Sorry, window seat flyers – you may be getting screwed out of seat space that middle and aisle seats get.
We’ve all got our preferred seats on planes. For some that means the window, where passengers have an expansive view outside and a nicely placed wall to lean against when they’re tired. But for some window seat devotees, they’re actually getting robbed of seat space other flyers get because of the way the aircraft is designed.

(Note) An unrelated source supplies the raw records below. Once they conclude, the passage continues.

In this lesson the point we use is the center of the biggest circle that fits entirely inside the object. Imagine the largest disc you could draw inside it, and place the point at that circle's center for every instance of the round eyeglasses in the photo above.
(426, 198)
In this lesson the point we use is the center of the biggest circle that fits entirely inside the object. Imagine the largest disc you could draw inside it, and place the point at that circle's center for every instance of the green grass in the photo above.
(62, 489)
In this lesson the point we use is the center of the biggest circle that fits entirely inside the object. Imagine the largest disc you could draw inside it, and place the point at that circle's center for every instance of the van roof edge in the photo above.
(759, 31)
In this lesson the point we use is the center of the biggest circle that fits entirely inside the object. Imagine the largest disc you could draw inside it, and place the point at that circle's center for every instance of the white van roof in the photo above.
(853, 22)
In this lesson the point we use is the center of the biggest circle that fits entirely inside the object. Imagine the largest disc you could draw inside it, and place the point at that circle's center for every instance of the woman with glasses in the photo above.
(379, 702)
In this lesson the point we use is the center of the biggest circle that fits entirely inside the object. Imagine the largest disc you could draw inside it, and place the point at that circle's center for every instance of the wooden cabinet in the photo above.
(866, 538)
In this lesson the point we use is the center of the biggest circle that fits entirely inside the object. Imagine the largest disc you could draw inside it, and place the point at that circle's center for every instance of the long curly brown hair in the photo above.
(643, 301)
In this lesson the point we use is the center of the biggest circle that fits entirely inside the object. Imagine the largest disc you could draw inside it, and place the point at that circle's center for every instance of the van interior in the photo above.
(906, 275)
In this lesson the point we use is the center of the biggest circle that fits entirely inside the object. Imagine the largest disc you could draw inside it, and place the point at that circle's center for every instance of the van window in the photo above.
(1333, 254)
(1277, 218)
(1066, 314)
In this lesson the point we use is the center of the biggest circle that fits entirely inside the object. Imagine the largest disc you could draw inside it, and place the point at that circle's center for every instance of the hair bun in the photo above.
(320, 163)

The problem stems from Boeing’s 787 Dreamliner, which on long-haul flights can be anything but a dream. Window seaters every three or four rows have to fight against the bulge of the plane structure between windows in order to get comfortable. The wall in those seats pushes in right up against the passenger’s shoulder, making it impossible to have a comfortable flight – because you’re either feeling jammed against a wall or holding your arms in an awkward position to keep the pressure off one side and stay out of your neighbor’s space on the other side.
The Dreamliner had been marketed as having superior comfort levels, but when it comes down to numbers, the Dreamliner has the least room for seating in economy than other long-haul and ultra-long-haul jets at only 17.5 inches width per seat.
“The nine-abreast 787 economy seating on an aircraft frequently used for long-haul and ultra-long-haul flights gives passengers less space than any other jet — even the previous lead standard of a 10-abreast 777,” Runway Girl deputy editor John Walton said. “Nine-abreast on a Dreamliner means a seat width of 17” or below, narrower even than a short-haul 737, an aircraft for which the six-abreast cabin diameter dates back to the 1950s’ Boeing 707.”